Grounding Needs To Know When Facts Expire
Stable knowledge, context, and live state do not decay at the same speed.
Christian Ward
May 11, 2026
Most AI grounding conversations stop at evidence.
Did the model retrieve a source? Did the source look credible? Did a few pages agree?
Those are useful questions, but they leave out time.
A sourced page can still be stale by the time someone acts.
A citation can tell the model where a fact came from. It cannot tell the model whether that fact is still alive.
The difference shows up once AI starts acting on the answer instead of handing you links to inspect.
Some facts age slowly. Some depend on the person asking. Some are gone by the time you click.
Treat those the same and the system sounds smart right up until someone tries to use it.

Search was built for a world where the human did the last mile.
A search engine could show ten links. You decided which one looked current enough. If the first result felt stale, you checked another.
The index did not have to be a live sensor for reality. It had to help you find something worth reading.
Krishna Madhavan’s Microsoft Bing post, Evolving Role Of The Index, puts useful language around this shift.

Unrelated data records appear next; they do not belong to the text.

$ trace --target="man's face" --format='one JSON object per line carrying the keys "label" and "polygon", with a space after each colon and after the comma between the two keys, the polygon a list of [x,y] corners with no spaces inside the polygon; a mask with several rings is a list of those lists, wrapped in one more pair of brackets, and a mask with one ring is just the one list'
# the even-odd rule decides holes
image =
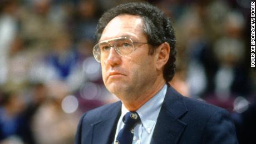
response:
{"label": "man's face", "polygon": [[[147,42],[140,17],[116,17],[107,24],[99,41],[125,37],[129,37],[134,42]],[[149,54],[149,44],[134,44],[135,51],[127,56],[119,55],[111,48],[108,57],[101,59],[106,87],[121,100],[139,96],[156,80],[156,58],[155,54]]]}

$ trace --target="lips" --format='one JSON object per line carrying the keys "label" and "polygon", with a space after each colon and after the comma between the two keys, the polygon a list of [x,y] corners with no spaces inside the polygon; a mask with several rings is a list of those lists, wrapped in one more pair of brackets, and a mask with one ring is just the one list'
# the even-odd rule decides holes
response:
{"label": "lips", "polygon": [[111,76],[115,76],[115,75],[123,75],[123,76],[125,76],[125,75],[121,73],[121,72],[117,72],[117,71],[111,71],[109,73],[109,77],[110,77]]}

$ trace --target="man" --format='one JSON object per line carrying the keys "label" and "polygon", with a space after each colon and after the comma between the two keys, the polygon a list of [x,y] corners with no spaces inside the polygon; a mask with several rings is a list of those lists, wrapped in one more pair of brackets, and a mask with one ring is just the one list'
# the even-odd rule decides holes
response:
{"label": "man", "polygon": [[175,36],[169,19],[147,3],[103,14],[93,47],[108,90],[121,101],[86,112],[76,143],[237,143],[228,113],[178,93]]}

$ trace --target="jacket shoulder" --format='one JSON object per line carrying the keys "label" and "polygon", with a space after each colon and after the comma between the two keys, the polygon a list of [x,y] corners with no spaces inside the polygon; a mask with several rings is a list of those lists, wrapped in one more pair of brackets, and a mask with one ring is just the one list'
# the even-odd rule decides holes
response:
{"label": "jacket shoulder", "polygon": [[110,116],[111,114],[113,114],[113,111],[121,110],[121,102],[118,101],[90,110],[83,114],[82,116],[83,121],[90,123],[97,122],[97,121],[101,120],[102,117],[106,118]]}

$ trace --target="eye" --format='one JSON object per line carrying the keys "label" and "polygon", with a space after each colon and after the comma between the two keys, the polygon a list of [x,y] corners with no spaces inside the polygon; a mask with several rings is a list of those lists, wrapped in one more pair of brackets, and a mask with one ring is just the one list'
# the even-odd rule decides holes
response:
{"label": "eye", "polygon": [[131,44],[130,43],[124,43],[123,44],[123,47],[131,47]]}
{"label": "eye", "polygon": [[102,47],[101,49],[101,50],[102,51],[109,51],[110,49],[110,47],[107,46],[105,46]]}

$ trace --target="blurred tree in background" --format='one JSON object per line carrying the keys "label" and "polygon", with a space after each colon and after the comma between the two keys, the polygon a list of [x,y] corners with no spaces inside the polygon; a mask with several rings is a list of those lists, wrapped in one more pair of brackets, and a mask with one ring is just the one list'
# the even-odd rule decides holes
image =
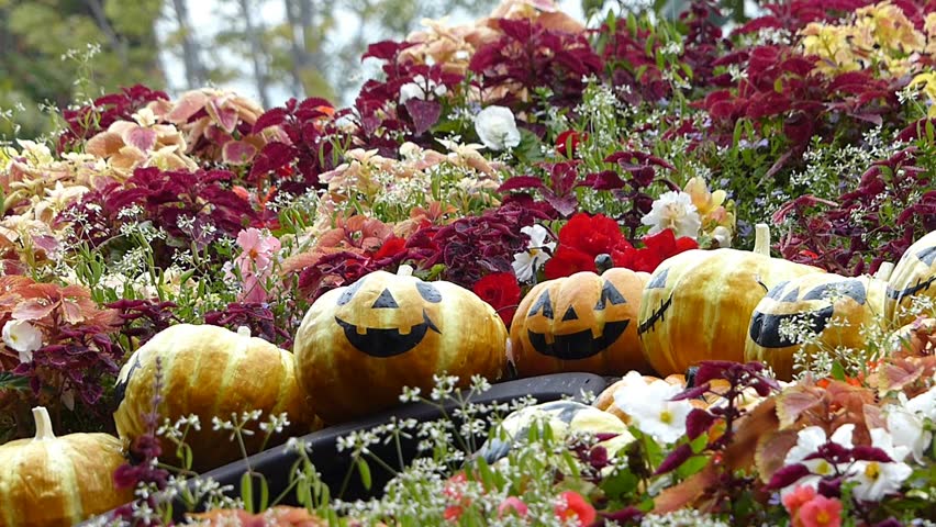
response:
{"label": "blurred tree in background", "polygon": [[51,106],[134,83],[178,94],[236,82],[267,108],[286,97],[350,102],[368,44],[402,38],[423,18],[473,20],[497,3],[0,0],[0,139],[37,136],[53,128]]}

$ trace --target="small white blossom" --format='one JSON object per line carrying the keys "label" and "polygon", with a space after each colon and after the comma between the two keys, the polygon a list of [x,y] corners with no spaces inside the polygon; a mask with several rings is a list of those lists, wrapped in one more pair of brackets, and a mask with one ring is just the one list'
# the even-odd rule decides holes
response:
{"label": "small white blossom", "polygon": [[702,220],[692,204],[692,197],[687,192],[676,191],[660,194],[659,199],[654,201],[650,212],[640,218],[640,223],[650,226],[647,233],[649,235],[671,228],[676,237],[688,236],[692,239],[699,236],[699,229],[702,227]]}
{"label": "small white blossom", "polygon": [[[556,248],[556,242],[546,242],[549,231],[543,225],[530,225],[520,229],[530,236],[526,250],[513,255],[513,271],[521,282],[528,282],[536,271],[550,258],[549,251]],[[544,250],[544,249],[548,249]]]}
{"label": "small white blossom", "polygon": [[661,379],[647,384],[636,371],[629,372],[624,380],[633,382],[624,383],[614,392],[614,404],[631,416],[640,431],[667,445],[686,435],[686,417],[692,412],[692,405],[689,401],[670,401],[682,391],[681,385]]}
{"label": "small white blossom", "polygon": [[492,150],[503,150],[520,145],[520,131],[513,112],[504,106],[488,106],[475,116],[475,132],[481,143]]}
{"label": "small white blossom", "polygon": [[3,344],[20,354],[20,362],[32,362],[33,351],[42,347],[42,330],[26,321],[3,325]]}

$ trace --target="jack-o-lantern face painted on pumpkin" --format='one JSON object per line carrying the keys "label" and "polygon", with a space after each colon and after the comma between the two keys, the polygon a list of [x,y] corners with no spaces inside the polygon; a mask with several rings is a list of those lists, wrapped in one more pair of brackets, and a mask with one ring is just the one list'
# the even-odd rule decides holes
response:
{"label": "jack-o-lantern face painted on pumpkin", "polygon": [[511,324],[511,352],[521,375],[647,369],[636,333],[646,272],[578,272],[534,287]]}
{"label": "jack-o-lantern face painted on pumpkin", "polygon": [[754,307],[770,287],[822,269],[770,258],[770,232],[756,228],[755,250],[687,250],[650,276],[637,333],[661,375],[703,360],[744,360]]}
{"label": "jack-o-lantern face painted on pumpkin", "polygon": [[300,386],[313,411],[341,423],[399,404],[433,375],[497,380],[506,328],[493,307],[450,282],[376,271],[320,296],[296,335]]}
{"label": "jack-o-lantern face painted on pumpkin", "polygon": [[[354,302],[352,302],[354,301]],[[442,293],[432,283],[415,280],[385,283],[360,279],[338,296],[335,323],[363,354],[393,357],[442,334],[438,318]]]}
{"label": "jack-o-lantern face painted on pumpkin", "polygon": [[936,231],[911,245],[891,274],[887,316],[895,326],[916,317],[909,312],[914,296],[936,300]]}
{"label": "jack-o-lantern face painted on pumpkin", "polygon": [[[773,368],[779,379],[793,375],[793,356],[865,346],[861,327],[878,324],[887,282],[871,277],[807,274],[772,288],[750,318],[745,360]],[[799,335],[807,335],[802,344]]]}

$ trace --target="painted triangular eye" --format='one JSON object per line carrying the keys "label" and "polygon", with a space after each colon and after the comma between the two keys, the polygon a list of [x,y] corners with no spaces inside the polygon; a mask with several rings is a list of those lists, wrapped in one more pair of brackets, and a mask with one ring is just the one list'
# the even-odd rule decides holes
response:
{"label": "painted triangular eye", "polygon": [[442,293],[431,283],[416,282],[416,291],[420,292],[420,296],[426,302],[432,302],[433,304],[442,302]]}
{"label": "painted triangular eye", "polygon": [[647,289],[665,289],[666,288],[666,279],[669,274],[669,269],[664,269],[664,272],[657,274],[649,282],[647,282]]}
{"label": "painted triangular eye", "polygon": [[800,295],[800,288],[793,288],[792,291],[787,293],[785,296],[780,299],[780,302],[795,302],[796,298]]}
{"label": "painted triangular eye", "polygon": [[603,310],[608,302],[611,302],[611,305],[617,305],[626,304],[627,300],[624,299],[624,295],[621,294],[621,291],[617,291],[617,288],[615,288],[613,283],[605,280],[604,287],[601,288],[601,298],[598,299],[598,303],[594,304],[594,309],[599,311]]}
{"label": "painted triangular eye", "polygon": [[927,247],[917,253],[916,257],[927,266],[933,266],[933,262],[936,261],[936,247]]}
{"label": "painted triangular eye", "polygon": [[838,296],[850,296],[855,302],[863,305],[868,294],[860,280],[846,280],[816,285],[803,295],[803,300],[826,300]]}
{"label": "painted triangular eye", "polygon": [[383,292],[380,293],[380,296],[378,296],[377,300],[374,301],[371,307],[374,307],[375,310],[380,307],[395,310],[400,306],[397,305],[397,301],[393,300],[393,295],[390,294],[390,290],[385,289]]}
{"label": "painted triangular eye", "polygon": [[539,312],[543,312],[543,316],[546,318],[553,318],[553,302],[549,300],[549,291],[543,291],[543,294],[536,299],[536,303],[533,304],[526,316],[533,316]]}
{"label": "painted triangular eye", "polygon": [[345,305],[350,302],[350,299],[354,296],[354,293],[357,292],[360,287],[364,285],[364,279],[354,282],[347,289],[342,292],[342,295],[338,296],[338,305]]}

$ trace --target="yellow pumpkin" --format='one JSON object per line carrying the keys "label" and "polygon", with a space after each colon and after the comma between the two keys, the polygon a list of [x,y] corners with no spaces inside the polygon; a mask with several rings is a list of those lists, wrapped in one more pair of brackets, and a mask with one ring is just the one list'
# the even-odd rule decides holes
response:
{"label": "yellow pumpkin", "polygon": [[133,500],[113,473],[124,463],[108,434],[55,437],[48,413],[33,408],[34,438],[0,445],[0,527],[70,526]]}
{"label": "yellow pumpkin", "polygon": [[[801,349],[813,355],[820,349],[863,348],[867,343],[861,328],[883,323],[887,292],[888,282],[870,276],[821,273],[784,280],[754,310],[745,360],[764,362],[778,379],[789,381],[793,378],[793,357]],[[800,344],[781,330],[798,325],[815,334],[810,344]]]}
{"label": "yellow pumpkin", "polygon": [[339,423],[399,404],[404,386],[427,393],[433,375],[499,379],[508,332],[471,291],[375,271],[320,296],[296,334],[299,384],[315,413]]}
{"label": "yellow pumpkin", "polygon": [[520,375],[649,371],[637,338],[640,293],[649,276],[612,268],[536,284],[510,328],[510,355]]}
{"label": "yellow pumpkin", "polygon": [[[186,442],[192,450],[193,468],[204,471],[238,459],[242,453],[230,433],[212,430],[212,417],[231,421],[244,412],[260,411],[260,421],[246,428],[247,453],[256,453],[265,433],[260,422],[286,413],[291,425],[275,434],[268,445],[315,428],[305,395],[296,382],[292,354],[250,336],[211,325],[179,324],[155,335],[130,357],[118,378],[122,395],[114,413],[121,439],[132,441],[146,431],[144,415],[152,412],[156,362],[161,363],[161,419],[175,423],[190,414],[198,416],[201,430],[190,429]],[[176,445],[161,439],[166,462],[177,462]]]}
{"label": "yellow pumpkin", "polygon": [[770,232],[756,227],[754,251],[688,250],[654,271],[640,300],[637,333],[654,370],[686,371],[702,360],[744,360],[751,312],[784,280],[825,272],[770,257]]}
{"label": "yellow pumpkin", "polygon": [[906,313],[914,296],[928,296],[936,301],[934,282],[936,282],[936,231],[911,245],[891,273],[887,316],[893,322],[894,327],[910,324],[916,318],[915,315]]}

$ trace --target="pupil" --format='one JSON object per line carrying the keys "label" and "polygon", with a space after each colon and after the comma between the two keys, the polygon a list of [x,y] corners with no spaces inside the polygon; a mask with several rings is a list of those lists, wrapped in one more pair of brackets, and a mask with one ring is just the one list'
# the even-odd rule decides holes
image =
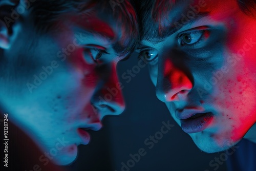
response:
{"label": "pupil", "polygon": [[101,53],[101,52],[99,52],[98,53],[98,54],[97,54],[97,56],[96,56],[96,59],[99,59],[99,58],[100,58],[101,57],[101,55],[102,55],[102,53]]}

Once the system summarizes, recommends, books, buys, routes, or drafts the answer, the user stops inspecting links and starts relying on the answer.
Freshness moves inside the product.
Stable knowledge is where AI already feels strongest.
The Roman Empire. TCP/IP. A company history. A published framework.
These facts still need sources, but they do not usually punish the user for being a few days old.
Context belongs to the person, the business, or the situation.
I see this at work all the time. Product moves quickly, and the latest spec, customer feedback, or internal decision does not always make it into the place the AI is reading fast enough.
That does not make grounding bad. It makes grounding incomplete unless the system can reach the freshest operational context.
A model can explain renewal risk or plan a vacation in general. It only gets useful when the specific details made it into memory: the delayed procurement paperwork, the kid who gets carsick, the spouse who hates late flights.
But context is not permanent truth.
A sushi recommendation from three months ago may not mean you love sushi. It may mean the person next to you wanted lunch.
Context needs weight, source, and expiration.
Otherwise personalization turns into a rumor about you.
Live state is the version of the world someone needs at the moment of action.
Hours. Inventory. Pricing. Appointment slots. Road closures. Local conditions.
I have seen this recently with healthcare appointments. A system sends an opening because an earlier slot might be available, but by the time you tap through, the appointment is already gone.
Nobody lied. The information just expired faster than the experience could handle.
The same pattern shows up in ordinary life. If you ask whether it is a good time to take the boat out fishing, the answer cannot be based on a general weather page from this morning. It needs current wind, storms, tide, and local conditions.
Being wrong is not just inconvenient.
It can put you in a squall.
Live state is reality on a timer.

The financial version makes this obvious.
Nikita Bier’s X post about Cashtags bringing real-time financial data into the timeline is not just a finance feature. It is a clue about where answer layers are going.
If people act on what they read in a feed, the feed cannot only be conversation. It starts to carry live state.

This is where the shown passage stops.